On second line in the note under this fig , please replace
$\color{#3D99F6}{'~~ by~~ \Delta}$ .
That is the start of line two:- " $So~\Delta~EBC ~SD ||.....$ "

THE APPROACH:-
All three trisectors are near to a side in a similar way. AD near AB, BE near BC, CF near CA. So each trisector is divided
by other two in the same ratio, with constant of proportionality z for AD, x for BC and y for CF.
We found first BP:PE::3:4. Then DP:DR::1:4
Thus for any one trisector say BE we have, distances between,
( vertex to nearest intersection point ):(two intersecting points):(second intersecting point and intersection with opposite side):BP:PQ:QE::3:3:1.
Similarly for CF and AD.
There after calculated the area of triangle ABC and linked it to triangle PQR. This was done knowing Ratio of areas of any two triangles with one common vertex and then one common height between two triangles, using ratios found before. We did by using trisector BE and AD.
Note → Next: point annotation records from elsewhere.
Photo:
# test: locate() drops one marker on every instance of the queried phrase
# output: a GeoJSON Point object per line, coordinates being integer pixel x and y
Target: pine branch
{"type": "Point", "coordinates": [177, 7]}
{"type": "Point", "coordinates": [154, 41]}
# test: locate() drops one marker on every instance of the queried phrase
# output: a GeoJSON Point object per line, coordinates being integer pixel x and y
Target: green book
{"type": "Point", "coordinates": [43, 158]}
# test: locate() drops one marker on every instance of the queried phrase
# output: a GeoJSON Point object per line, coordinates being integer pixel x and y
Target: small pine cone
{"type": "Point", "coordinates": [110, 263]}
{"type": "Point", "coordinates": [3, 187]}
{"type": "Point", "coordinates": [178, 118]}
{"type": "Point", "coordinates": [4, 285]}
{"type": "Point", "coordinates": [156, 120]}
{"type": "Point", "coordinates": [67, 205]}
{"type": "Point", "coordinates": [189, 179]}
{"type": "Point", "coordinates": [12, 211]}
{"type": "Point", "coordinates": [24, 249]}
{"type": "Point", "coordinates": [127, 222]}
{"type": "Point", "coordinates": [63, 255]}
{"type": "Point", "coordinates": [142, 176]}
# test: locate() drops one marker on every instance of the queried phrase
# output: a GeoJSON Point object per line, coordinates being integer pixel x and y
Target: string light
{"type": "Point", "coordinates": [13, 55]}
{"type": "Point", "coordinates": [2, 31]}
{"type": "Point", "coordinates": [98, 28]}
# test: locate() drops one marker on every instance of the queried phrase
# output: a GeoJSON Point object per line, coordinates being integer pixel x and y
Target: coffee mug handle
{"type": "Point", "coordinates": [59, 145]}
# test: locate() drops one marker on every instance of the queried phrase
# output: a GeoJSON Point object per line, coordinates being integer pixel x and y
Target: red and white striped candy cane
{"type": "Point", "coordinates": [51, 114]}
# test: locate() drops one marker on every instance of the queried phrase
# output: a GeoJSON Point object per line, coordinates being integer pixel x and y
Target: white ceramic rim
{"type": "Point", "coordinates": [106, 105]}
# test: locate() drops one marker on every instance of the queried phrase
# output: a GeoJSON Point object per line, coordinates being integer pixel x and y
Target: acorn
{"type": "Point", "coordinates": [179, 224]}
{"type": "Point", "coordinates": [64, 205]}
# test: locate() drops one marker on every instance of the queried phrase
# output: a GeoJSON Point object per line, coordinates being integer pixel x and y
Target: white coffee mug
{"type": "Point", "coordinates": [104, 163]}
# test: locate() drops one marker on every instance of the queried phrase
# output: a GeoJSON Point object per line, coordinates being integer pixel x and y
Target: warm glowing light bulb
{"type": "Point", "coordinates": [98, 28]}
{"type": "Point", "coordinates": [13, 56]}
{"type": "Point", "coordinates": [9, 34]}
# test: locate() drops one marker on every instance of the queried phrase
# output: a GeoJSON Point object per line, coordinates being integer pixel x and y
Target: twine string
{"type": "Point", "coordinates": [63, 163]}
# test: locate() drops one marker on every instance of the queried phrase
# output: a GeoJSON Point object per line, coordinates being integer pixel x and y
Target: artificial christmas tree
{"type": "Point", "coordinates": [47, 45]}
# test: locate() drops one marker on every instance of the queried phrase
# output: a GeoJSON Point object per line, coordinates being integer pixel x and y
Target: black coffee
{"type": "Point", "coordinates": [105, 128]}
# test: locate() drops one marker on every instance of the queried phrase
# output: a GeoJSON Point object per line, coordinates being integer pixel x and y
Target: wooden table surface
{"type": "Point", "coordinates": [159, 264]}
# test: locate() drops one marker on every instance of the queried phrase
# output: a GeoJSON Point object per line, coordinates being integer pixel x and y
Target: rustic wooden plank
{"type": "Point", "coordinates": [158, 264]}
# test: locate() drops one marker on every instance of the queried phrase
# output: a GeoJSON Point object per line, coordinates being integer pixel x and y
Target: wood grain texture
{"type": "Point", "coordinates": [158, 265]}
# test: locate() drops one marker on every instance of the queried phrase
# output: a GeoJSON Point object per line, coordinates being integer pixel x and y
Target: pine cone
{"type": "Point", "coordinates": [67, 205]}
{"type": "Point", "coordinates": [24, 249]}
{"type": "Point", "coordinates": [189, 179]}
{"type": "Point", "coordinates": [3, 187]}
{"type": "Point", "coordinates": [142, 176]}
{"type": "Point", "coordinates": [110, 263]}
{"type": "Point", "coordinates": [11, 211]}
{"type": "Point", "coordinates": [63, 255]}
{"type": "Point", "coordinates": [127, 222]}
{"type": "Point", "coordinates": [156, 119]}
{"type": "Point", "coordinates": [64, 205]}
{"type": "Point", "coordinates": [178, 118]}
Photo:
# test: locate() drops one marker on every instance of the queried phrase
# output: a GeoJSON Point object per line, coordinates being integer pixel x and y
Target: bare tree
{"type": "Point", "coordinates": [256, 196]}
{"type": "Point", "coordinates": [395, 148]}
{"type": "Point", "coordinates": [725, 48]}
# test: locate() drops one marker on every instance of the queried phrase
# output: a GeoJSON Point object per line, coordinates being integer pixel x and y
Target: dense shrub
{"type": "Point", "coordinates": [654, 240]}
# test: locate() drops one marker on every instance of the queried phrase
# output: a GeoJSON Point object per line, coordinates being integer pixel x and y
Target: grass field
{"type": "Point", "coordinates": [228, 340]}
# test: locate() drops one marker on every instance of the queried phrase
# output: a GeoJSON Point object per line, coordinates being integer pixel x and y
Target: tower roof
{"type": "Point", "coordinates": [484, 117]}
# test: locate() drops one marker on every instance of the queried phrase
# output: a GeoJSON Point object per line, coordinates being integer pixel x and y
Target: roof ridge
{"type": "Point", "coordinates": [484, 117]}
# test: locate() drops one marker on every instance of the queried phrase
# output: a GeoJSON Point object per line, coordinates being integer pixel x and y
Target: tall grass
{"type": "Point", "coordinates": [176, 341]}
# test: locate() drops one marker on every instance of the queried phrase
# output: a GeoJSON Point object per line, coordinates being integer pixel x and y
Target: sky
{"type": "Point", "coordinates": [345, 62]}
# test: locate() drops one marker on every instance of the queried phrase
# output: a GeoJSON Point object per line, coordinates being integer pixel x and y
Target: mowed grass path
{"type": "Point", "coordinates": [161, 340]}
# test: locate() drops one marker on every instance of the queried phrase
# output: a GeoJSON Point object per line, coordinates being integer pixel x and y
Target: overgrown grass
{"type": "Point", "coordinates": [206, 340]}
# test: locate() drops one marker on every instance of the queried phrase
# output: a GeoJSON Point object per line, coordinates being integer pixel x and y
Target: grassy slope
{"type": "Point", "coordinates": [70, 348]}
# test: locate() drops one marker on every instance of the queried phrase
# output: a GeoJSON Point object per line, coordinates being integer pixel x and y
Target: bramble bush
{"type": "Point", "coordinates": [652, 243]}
When all sides are not divided in equal ratios we will have to use different method for getting ratio we obtained as 1:4. We have to stick to trisector BE for this.
Drawing line EG||AB as shown in the fig. to the right plus another line QN||AB, N on BC. Point K as intersection of EG and QC. First using Triangle QCN and KN||QN. Then using triangle BEG and QN||EG. Using same method for other two cevians. In fact at first I had used this method but switched to above since it is shorter.
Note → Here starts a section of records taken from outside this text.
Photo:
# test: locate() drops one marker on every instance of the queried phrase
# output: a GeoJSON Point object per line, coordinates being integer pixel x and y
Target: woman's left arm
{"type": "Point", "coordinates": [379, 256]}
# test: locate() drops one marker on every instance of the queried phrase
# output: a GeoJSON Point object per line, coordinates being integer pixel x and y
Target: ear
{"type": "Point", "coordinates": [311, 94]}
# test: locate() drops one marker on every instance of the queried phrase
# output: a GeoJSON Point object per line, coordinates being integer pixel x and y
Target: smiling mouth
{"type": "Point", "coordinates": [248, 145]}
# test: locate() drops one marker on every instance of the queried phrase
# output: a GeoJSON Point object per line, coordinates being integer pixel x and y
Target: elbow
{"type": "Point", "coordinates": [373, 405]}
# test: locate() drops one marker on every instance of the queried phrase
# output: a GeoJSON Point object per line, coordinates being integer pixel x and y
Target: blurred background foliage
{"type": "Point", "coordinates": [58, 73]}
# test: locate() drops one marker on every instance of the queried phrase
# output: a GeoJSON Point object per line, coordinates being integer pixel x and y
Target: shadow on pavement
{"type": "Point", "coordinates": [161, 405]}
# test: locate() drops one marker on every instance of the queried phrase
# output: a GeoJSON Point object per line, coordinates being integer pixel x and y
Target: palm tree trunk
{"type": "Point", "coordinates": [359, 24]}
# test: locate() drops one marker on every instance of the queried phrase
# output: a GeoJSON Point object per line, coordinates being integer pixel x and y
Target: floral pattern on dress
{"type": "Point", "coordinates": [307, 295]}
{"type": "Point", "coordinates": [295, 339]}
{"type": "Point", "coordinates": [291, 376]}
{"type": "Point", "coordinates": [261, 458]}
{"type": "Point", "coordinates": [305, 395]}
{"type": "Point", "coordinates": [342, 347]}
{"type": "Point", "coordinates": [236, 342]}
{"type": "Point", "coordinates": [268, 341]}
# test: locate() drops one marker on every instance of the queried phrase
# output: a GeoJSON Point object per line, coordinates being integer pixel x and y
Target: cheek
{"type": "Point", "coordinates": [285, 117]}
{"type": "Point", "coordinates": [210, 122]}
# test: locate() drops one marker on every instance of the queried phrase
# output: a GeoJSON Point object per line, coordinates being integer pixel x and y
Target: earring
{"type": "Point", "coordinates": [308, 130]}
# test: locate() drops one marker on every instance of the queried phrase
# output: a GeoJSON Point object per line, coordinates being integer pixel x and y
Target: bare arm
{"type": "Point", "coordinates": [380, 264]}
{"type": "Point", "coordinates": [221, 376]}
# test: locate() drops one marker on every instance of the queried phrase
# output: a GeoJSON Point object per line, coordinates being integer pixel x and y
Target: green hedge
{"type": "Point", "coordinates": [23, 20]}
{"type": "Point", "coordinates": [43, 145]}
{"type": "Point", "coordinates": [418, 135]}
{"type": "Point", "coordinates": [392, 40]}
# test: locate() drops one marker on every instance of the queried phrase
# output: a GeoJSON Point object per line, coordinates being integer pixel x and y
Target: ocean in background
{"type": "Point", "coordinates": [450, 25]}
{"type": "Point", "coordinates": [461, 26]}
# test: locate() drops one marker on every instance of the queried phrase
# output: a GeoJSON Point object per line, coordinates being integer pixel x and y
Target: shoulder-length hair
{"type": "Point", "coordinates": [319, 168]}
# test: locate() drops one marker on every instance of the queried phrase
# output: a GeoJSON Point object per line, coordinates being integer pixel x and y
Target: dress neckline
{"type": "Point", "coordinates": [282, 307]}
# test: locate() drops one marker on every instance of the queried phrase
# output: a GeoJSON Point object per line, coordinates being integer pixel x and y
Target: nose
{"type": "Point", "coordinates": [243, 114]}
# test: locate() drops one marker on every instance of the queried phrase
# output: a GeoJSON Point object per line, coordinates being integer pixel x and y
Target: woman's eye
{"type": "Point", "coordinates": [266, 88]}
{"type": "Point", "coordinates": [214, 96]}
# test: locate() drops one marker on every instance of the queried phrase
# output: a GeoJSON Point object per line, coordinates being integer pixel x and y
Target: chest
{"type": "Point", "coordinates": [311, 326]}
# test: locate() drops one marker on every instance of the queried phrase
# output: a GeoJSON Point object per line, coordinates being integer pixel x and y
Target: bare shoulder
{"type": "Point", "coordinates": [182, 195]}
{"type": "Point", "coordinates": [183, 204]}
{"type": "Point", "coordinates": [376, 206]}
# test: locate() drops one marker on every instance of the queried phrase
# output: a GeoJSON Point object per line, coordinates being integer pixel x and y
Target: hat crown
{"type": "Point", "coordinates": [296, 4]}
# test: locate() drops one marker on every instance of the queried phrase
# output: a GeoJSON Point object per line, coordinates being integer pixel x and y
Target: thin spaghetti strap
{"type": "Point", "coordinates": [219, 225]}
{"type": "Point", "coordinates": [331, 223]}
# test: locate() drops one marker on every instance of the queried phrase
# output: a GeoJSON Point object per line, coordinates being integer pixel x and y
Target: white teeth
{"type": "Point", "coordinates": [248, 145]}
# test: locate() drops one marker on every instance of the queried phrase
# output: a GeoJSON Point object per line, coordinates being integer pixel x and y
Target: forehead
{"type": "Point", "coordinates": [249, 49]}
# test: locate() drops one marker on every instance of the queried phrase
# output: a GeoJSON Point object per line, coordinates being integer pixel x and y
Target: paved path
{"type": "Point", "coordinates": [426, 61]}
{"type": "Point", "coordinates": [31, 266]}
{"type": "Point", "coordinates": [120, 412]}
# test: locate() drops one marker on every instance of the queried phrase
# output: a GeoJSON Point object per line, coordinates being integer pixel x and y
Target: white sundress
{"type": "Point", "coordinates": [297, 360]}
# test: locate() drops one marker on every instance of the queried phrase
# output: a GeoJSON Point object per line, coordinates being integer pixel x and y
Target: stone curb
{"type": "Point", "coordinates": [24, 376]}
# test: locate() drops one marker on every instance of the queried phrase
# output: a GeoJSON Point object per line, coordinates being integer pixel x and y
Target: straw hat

This explanation to make it easy for those not familiar with such problems.

Let the three trisecting points be D, E, and F. Further let the vector $\vec{u} = \vec{AB}$ and $\vec{v} = \vec{BC}$ , and let's take point $A$ as the origin of the reference frame.

Then, it follows that points on the line $AD$ are given by:

$\vec{p} = x ( u + \dfrac{1}{3} v )$

and points on the line BE are given by

$\vec{q} = u + y (v + \dfrac{1}{3} (- u - v) ) = u + y (-\dfrac{1}{3} u+ \dfrac{2}{3} v)$

and points on the line CF are given by

$\vec{r} = u + v + z (-u-v + \dfrac{1}{3} u ) = u + v + z (-\dfrac{2}{3} u - v)$

Intersecting the first two, we obtain the following system of equations,

$x = 1 - \dfrac{1}{3} y , and \dfrac{1}{3} x = \dfrac{2}{3} y$

The second equation implies $y = \dfrac{1}{2} x$ . Substituting into the first equation,

$x = 1 - \dfrac{1}{6} x \Rightarrow x = \dfrac{6}{7}$

Hence, the point $P_1$ is given by,

$P_1 = \dfrac{6}{7} ( u + \dfrac{1}{3} v ) = \dfrac{6}{7} u + \dfrac{2}{7} v$

From symmetry we can deduce the expressions for $P_2$ and $P_3$ ,

$P_2 = u + \dfrac{6}{7} v + \dfrac{2}{7} (-u-v) = \dfrac{5}{7} u + \dfrac{4}{7} v$

and

$P_3 = u + v + \dfrac{6}{7} (-u-v) + \dfrac{2}{7} u = \dfrac{3}{7} u + \dfrac{1}{7} v$

To compute the area, we compute the following vectors,

$P_1 - P_3 = \dfrac{3}{7} u + \dfrac{1}{7} u$

and

$P_2 - P_3 = \dfrac{2}{7} u + \dfrac{3}{7} v$

And the area of the small triangle is given by

$\text{Area} = \dfrac{1}{2} | (P_1 - P_3) \times ( P_2 - P_3) |$

Note that $u \times u = 0$ and $v \times v = 0$ , hence

$\text{Area} =\dfrac{1}{2} | \dfrac{9}{49} (u \times v) + \dfrac{2}{49} (v \times u) |$

$\text{Area} =\dfrac{1}{2} | (\dfrac{9}{49}-\dfrac{2}{49}) (u \times v) |$

Simplifying, and noting that $\dfrac{1}{2} | u \times v | = \text{Area of triangle ABC}$

$\large \boxed {[P_1 P_2 P_3] = \dfrac{1}{7} [ABC] }$

From Heron's formula, we can easily compute the area of ABC, the semi-perimeter is given by,

$s = \dfrac{a + b + c}{2} = 10$ , therefore,

$[ABC] = \sqrt{s(s-a)(s-b)(s-c)} =\sqrt{ 10 \cdot 2 \cdot 3 \cdot 5 } = 10 \sqrt{3}$

And finally,

$[P_1 P_2 P_3 ] = \dfrac{ 10 \sqrt{3} }{7}$

making the answer $0 + 10 + 3 + 7 = 20$ .

Assume that the triangle is like this:

This problem is application of Routh's Theorem.

So, the area of green triangle in the problem ( or orange in the figure ) = $Area_{\Delta ABC} \left( \dfrac{(xyz - 1)^2}{(xy+y+1)(yz + z + 1)(zx + x + 1)} \right)$

In this problem, we will find out that $x = y = z = 2$ . So,

$\begin{aligned} \text{Area of green triangle} \ & =\sqrt{\dfrac{7+5+8}{2} (10 - 7)(10 - 5)(10 - 8)} \left( \dfrac{((2)(2)(2) - 1)^2}{((2*2) + 2 + 1)((2*2) + 2 + 1)((2*2) + 2 + 1)} \right) \\ & =\sqrt{10(3)(5)(2)} \left( \dfrac{7^2}{7^3} \right) \\ & = \dfrac{10\sqrt{3}}{7} \\ & \implies \boxed{a + b + c + d = 0 + 10 + 3 + 7 = 20}. \end{aligned}$

• Suggestion only: I guess, you may use weights here? Is it applicable?